18 See genealogical table.
19 Chronique de Nestor.
20 Although loth to introduce a fresh spelling for a word which has already been rendered in some dozen or more forms by English, French, and German historians, I have thought it best to follow the Russian orthography of this Slavonic title.
21 Karamzin, Solov’ev, Schiemann, Rambaud, Chronique de Nestor.
CHAPTER III
THE FEUDS OF THE HOUSE OF RURIK
The history of Russia during the next two hundred years is little more than a long chronicle of aimless and inconsequent feuds between the multiple Princes of the Blood—“the much-too-many” of their crowded little world—overlaid and beclouded with strange-sounding names recurring and clashing in a luxuriant tangle of pedigree, and further embarrassed by a perpetual shifting and reshifting of the family appanages.

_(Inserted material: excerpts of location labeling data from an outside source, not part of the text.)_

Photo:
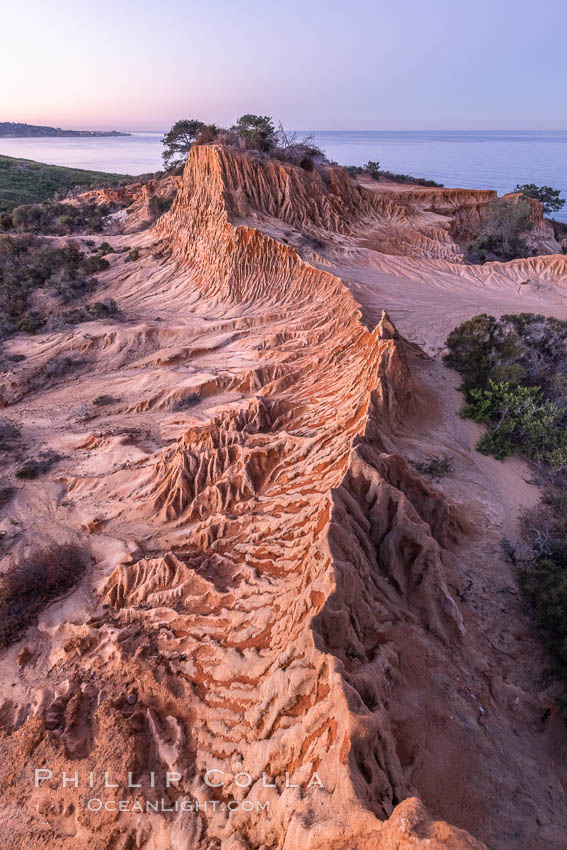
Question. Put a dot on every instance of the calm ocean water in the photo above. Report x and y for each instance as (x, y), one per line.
(472, 160)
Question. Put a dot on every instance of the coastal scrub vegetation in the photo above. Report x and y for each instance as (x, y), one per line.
(23, 181)
(502, 231)
(550, 198)
(259, 133)
(514, 372)
(29, 264)
(56, 219)
(30, 585)
(250, 132)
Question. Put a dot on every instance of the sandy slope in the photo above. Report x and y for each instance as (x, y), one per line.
(271, 580)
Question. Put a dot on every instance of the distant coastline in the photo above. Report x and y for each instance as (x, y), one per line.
(12, 129)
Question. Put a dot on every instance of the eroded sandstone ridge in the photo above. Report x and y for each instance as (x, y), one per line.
(276, 596)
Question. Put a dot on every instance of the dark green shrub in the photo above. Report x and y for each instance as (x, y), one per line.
(501, 232)
(34, 468)
(27, 587)
(545, 194)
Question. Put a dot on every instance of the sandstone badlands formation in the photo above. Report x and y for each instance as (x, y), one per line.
(275, 594)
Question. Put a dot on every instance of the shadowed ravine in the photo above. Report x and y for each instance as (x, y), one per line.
(275, 591)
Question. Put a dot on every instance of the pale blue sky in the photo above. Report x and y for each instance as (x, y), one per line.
(388, 64)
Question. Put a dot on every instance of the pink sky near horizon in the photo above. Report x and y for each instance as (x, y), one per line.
(313, 64)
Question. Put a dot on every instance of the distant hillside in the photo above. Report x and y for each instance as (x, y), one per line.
(14, 129)
(23, 181)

Here and there the figure of some particular kniaz stands out for a space from the ravelled skein that the old historians painstakingly wove upon the loom of their chronicles, but for the most part the student searches in vain for glimpses of the real life-story of Russia during this barren and over-trampled period.
The city of Kiev, carrying with it the dignity of the Grand-princedom and the nominal authority over the whole realm, was the key-stone of the body politic as Yaroslav left it, but the loosely-ordered theory of succession which obtained in the Slavonic world led to a perpetual dislocation of this local and ill-defined supremacy, and robbed the arch-throne of any chance of making good its claimed dominion over the other units of the State. Under Isiaslav I. and the brothers, son, and nephew who succeeded him in promiscuous order,22 Kiev became merely a focussing point for the profusion of quarrels and petty revolutions which were set in perpetual motion by the restless ambition of the neighbouring Princes of Polotzk, Smolensk, and Tchernigov. The last-named province passed into the possession of Oleg Sviatoslavitch23 (nephew of Isiaslav), and from him sprang the house of Olgovitch, which held the fief of Tchernigov for many generations and convulsed South Russia again and again in its attempts to grasp the throne of Kiev, this hereditary feud of the Olgovitchie with the branch of Vsevolod being the most understandable feature of the prevailing strife-storms of the period. A factor which might have been supposed to make for unity and self-help among the detached Russian rulers, but which instead frequently served to complicate the distresses of the country, was the appearance in the south-east, shortly after the death of Yaroslav, of a new enemy, rising phœnix-like on the ruin of the Petchenigs. The Polovtzi, or Kumans, a nomad race of Turko origin, were even fiercer and more cruel than the tribe they had replaced, and their fighting value was such that the princes, though frequently banding in short-lived leagues against them, were often tempted to invoke their aid in pressing family quarrels, and even stooped to mate with their chieftain women—a woful falling away from the bridal splendours of the Court of Yaroslav.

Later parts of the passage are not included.